Post nephrectomy collection and CT guided drainage

Case contributed by Ian Bickle
Diagnosis not applicable

Presentation

Fever and loin pain 2 months after right nephrectomy for non-malignancy indication

Patient Data

Age: 30 years
Gender: Male

Right nephrectomy.

Intra-abdominal collection in the right flank, which is extending through the abdominal wall musculature into the subcutaneous tissues.

Patient reluctant for further surgery. The collection was poorly delineated on ultrasound. CT guided drainage performed.

Step-by-step images of CT guided Seldinger drainage, using CT fluroscopy.

1. Surface markers to aid drainage in place.  See how much more difficult the collection is visualize without contrast in terms of performing the procedure.

2. After local anesthetic infiltration, the 2 part introducer needle is inserted and the position rechecked, before entering the retroperitoneum.

3. Introducer needle enters the collection, with the use of CT fluroscopy.  Pus is aspirated to confirm exact location.

4. Stiff guidewire placed into collection

5. Distance to edge of collection measured to be aware of distance to advance the metal trocar, before leaving the drain in situ.
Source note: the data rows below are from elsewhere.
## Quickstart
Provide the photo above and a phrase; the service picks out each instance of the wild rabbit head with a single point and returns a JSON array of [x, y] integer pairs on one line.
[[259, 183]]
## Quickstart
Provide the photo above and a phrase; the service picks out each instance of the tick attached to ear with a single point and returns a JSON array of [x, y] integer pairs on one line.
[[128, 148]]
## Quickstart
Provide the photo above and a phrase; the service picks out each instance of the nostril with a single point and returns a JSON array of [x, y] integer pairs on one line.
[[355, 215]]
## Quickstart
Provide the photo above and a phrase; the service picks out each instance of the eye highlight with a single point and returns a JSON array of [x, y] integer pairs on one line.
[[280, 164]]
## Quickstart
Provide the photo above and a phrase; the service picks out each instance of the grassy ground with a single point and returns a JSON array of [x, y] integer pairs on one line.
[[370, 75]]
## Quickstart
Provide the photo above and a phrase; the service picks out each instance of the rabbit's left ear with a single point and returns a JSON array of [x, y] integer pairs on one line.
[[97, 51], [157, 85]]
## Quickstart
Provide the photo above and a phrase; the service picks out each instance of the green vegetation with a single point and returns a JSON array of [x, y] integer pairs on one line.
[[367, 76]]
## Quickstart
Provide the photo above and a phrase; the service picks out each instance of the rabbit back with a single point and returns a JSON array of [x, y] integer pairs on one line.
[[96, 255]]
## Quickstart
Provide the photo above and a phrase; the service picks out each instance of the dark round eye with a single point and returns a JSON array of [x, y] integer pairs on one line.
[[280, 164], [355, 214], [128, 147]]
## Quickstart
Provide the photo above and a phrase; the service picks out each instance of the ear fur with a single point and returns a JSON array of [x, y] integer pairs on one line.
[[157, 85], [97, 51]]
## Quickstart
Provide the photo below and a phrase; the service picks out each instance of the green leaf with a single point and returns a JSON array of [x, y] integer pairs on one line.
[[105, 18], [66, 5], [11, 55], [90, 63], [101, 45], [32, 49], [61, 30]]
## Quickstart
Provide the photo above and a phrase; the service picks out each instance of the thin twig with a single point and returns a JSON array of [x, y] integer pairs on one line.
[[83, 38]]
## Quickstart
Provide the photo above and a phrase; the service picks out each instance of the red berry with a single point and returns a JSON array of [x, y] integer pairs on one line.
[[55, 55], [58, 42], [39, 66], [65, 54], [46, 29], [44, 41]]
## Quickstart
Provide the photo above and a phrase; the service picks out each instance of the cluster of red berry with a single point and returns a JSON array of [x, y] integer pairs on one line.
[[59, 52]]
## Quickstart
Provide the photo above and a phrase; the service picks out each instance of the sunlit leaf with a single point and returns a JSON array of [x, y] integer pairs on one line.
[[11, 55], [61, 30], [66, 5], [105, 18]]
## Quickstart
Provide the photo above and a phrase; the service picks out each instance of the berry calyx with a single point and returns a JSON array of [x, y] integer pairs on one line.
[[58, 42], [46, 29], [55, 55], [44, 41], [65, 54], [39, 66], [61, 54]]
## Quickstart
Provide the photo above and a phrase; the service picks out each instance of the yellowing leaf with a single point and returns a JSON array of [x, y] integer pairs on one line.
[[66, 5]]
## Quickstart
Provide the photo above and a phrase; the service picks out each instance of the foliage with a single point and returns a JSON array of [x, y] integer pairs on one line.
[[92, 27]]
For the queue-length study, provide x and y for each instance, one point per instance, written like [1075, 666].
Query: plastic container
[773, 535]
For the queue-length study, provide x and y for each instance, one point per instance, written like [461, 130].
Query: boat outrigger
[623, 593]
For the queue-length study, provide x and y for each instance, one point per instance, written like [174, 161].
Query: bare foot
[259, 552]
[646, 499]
6. 8F locking drain within the collection

 

Case Discussion

CT guided percutaneous drainage is a minimally invasive technique. It is less commonly performed than ultrasound guided drainage, but has advantages particularly in certain locations like the retroperitoneum and in patients of large body habitus.

Most modern CT machines have fluoroscopy functions making the procedure most dynamic for the operator.